With national elections under way in India, hundreds of millions of voters are casting ballots at nearly a million polling locations. For the world’s most populous democracy, it is a herculean feat of electoral administration. But beyond the heavy logistical lift, this election has the potential to shape the very future of the country’s pluralistic political system, according to noted India expert Ashutosh Varney.

Polls show Prime Minister Narendra Modi is likely to secure a second term in office and maintain his Hindu nationalist party’s hold on power, said Varshney, Sol Goldman Professor of Political Science and International and Public Affairs at Brown University and a resident fellow at the Ash Center for Democratic Governance and Innovation at Harvard Kennedy School. Just how successful they are could have massive implications for the nature of democracy in a country characterized by ethnic, linguistic, and religious diversity, said Varshney, who was speaking at a discussion on India’s elections at the Ash Center earlier this month.

Modi’s campaign has been propelled by a series of skirmishes in February between India and neighboring Pakistan following a suicide bombing attack against police forces in Indian-controlled Kashmir. Modi successfully used this series of artillery exchanges and retaliatory air strikes between Indian and Pakistani forces to play up his hardline national security credentials in the run-up to the elections. “Modi has campaigned vigorously on how decisive he is, and how, if Pakistan hits, he would hit back doubly strong,” said Varshney, who described Modi as the first right-wing populist to rule India. “It’s really the first time that this argument has emerged in electoral politics.”

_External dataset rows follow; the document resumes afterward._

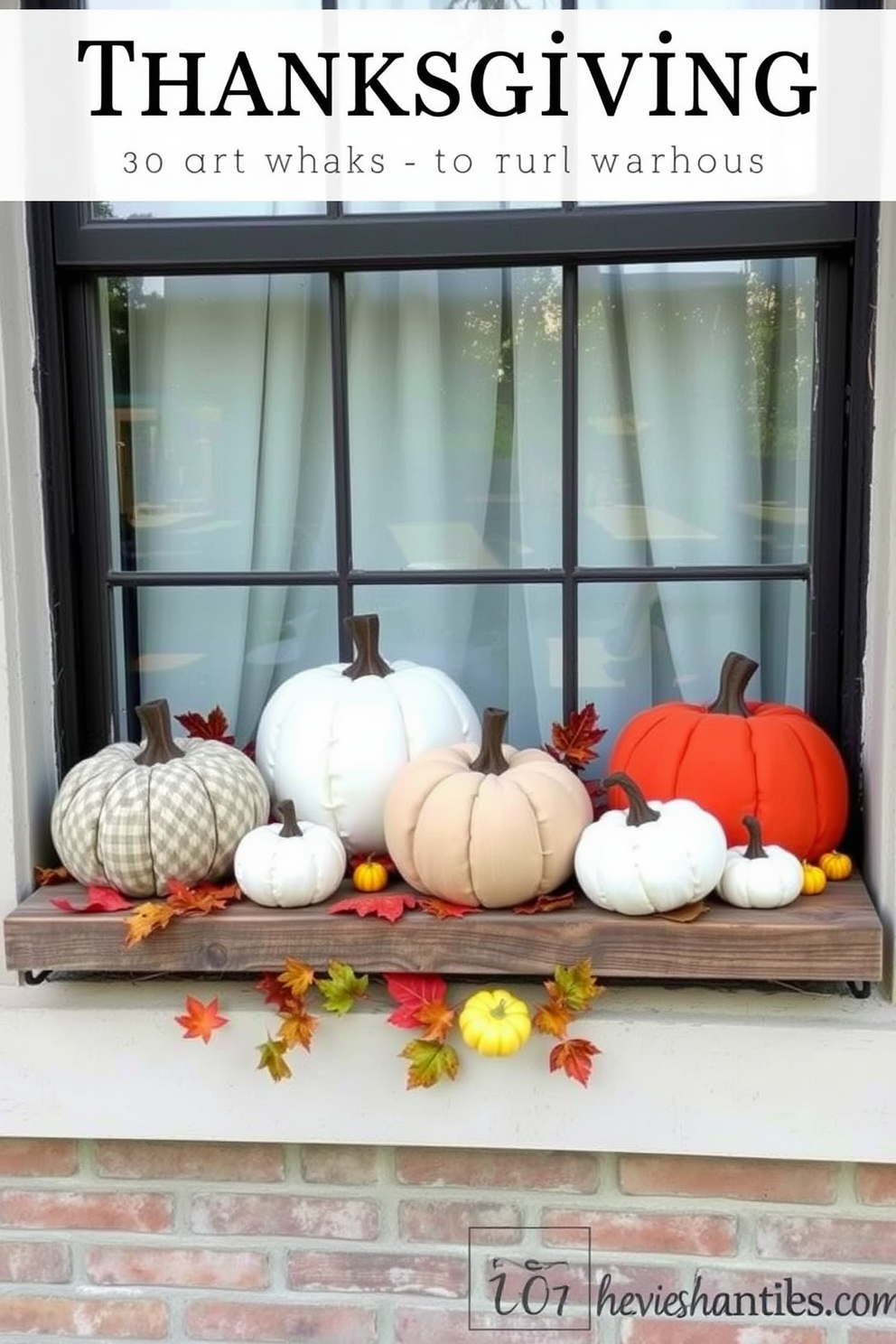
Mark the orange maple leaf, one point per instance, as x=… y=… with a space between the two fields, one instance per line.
x=146 y=919
x=445 y=909
x=212 y=726
x=201 y=900
x=297 y=976
x=553 y=1019
x=201 y=1019
x=546 y=903
x=273 y=1059
x=298 y=1027
x=573 y=742
x=574 y=1057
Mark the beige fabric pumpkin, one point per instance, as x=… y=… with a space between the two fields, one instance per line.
x=490 y=826
x=133 y=816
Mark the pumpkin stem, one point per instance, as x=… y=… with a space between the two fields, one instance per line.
x=154 y=718
x=369 y=661
x=286 y=813
x=754 y=850
x=639 y=809
x=490 y=758
x=735 y=674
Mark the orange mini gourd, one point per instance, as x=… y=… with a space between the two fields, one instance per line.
x=490 y=826
x=736 y=758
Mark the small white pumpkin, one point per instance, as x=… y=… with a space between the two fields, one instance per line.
x=289 y=864
x=333 y=738
x=761 y=878
x=649 y=858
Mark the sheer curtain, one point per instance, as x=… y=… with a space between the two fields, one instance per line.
x=695 y=402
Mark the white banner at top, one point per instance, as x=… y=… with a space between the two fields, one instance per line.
x=445 y=107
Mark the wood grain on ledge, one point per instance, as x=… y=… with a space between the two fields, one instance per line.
x=835 y=936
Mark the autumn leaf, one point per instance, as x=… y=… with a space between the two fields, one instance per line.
x=546 y=903
x=684 y=914
x=201 y=900
x=553 y=1019
x=51 y=876
x=298 y=1027
x=146 y=919
x=430 y=1062
x=214 y=726
x=342 y=988
x=391 y=906
x=273 y=1059
x=273 y=991
x=574 y=986
x=573 y=742
x=201 y=1019
x=574 y=1057
x=297 y=977
x=99 y=900
x=443 y=909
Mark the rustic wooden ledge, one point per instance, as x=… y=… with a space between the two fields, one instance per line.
x=835 y=936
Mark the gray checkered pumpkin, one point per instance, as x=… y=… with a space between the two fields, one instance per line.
x=133 y=816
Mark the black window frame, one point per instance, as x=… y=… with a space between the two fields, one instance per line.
x=70 y=252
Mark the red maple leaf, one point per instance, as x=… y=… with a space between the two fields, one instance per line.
x=574 y=1057
x=573 y=742
x=201 y=1019
x=99 y=900
x=212 y=726
x=386 y=908
x=413 y=994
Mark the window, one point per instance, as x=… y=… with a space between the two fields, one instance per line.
x=568 y=453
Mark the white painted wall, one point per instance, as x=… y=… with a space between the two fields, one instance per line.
x=738 y=1073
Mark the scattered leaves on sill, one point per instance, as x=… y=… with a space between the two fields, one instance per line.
x=546 y=903
x=390 y=906
x=574 y=1057
x=99 y=901
x=201 y=1019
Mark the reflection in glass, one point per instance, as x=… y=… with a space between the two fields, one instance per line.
x=498 y=641
x=454 y=418
x=642 y=644
x=218 y=645
x=219 y=422
x=695 y=413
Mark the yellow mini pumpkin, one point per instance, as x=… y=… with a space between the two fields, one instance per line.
x=490 y=826
x=495 y=1022
x=815 y=879
x=369 y=875
x=835 y=866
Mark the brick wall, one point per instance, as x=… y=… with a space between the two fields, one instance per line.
x=141 y=1241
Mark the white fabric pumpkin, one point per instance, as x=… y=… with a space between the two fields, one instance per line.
x=761 y=876
x=649 y=858
x=333 y=738
x=133 y=816
x=294 y=864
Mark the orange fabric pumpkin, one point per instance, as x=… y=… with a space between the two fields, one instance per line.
x=490 y=826
x=733 y=757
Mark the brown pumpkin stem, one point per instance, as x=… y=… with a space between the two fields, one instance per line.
x=754 y=850
x=490 y=758
x=286 y=813
x=154 y=718
x=639 y=809
x=735 y=674
x=369 y=661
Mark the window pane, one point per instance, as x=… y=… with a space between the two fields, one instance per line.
x=454 y=418
x=498 y=641
x=219 y=407
x=641 y=644
x=201 y=647
x=695 y=413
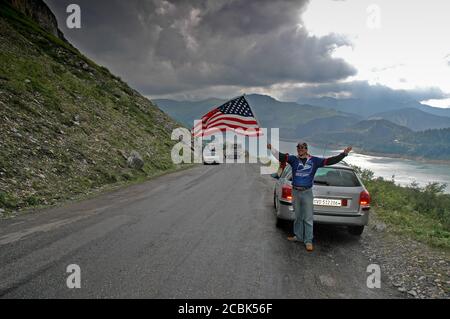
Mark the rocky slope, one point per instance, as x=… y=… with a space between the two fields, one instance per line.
x=67 y=125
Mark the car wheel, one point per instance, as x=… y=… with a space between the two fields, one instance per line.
x=356 y=230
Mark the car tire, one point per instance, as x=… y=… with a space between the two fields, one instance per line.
x=275 y=200
x=356 y=230
x=280 y=223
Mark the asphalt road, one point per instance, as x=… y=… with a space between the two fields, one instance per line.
x=208 y=232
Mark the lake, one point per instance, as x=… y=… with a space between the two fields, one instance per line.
x=403 y=171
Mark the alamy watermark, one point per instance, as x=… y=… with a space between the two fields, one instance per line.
x=73 y=21
x=73 y=281
x=374 y=279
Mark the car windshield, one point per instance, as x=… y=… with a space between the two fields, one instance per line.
x=336 y=177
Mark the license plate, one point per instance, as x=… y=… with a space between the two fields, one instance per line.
x=328 y=202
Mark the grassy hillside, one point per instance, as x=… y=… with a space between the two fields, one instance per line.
x=420 y=213
x=67 y=125
x=415 y=119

Conducting accurate opinion polling in such a large and linguistically diverse country can be a challenge. Still, analysts expect Modi’s Bharatiya Janata Party (BJP) to fare well when the votes are tallied later in May. But Varshney thinks it is unlikely that the BJP, which won 282 seats in the country’s 543-seat parliament in 2014, will be able to repeat its capture of an absolute majority. “The BJP is likely going to gain enough support to form a government, probably in the framework of a coalition,” he said. But should the BJP gain an absolute majority in parliament, “it will head towards a Hindu nationalist version of the nation,” Varney said.

While the BJP campaigned on governance and corruption issues in the last elections, the party’s platform this time has been influenced more heavily by Hindu nationalism, or Hindutva. Varshney describes the concept as “a political doctrine, which makes the claim that the Hindus are the primary owners of the nation.” He terms it a sort of Hindu supremacism in which the non-Hindu minority of India accedes to the control or ownership of the state by the Hindu majority. “White nationalists in the United States would make a roughly analogous argument,” he added.

And even though an absolute majority would not give the BJP sufficient political power to formally amend India’s pluralistic constitution to further a Hindu nationalist vision of the country, Varshney concluded, “the sheer weight of another electoral majority will allow very big changes in the country even if the constitution will not formally change.”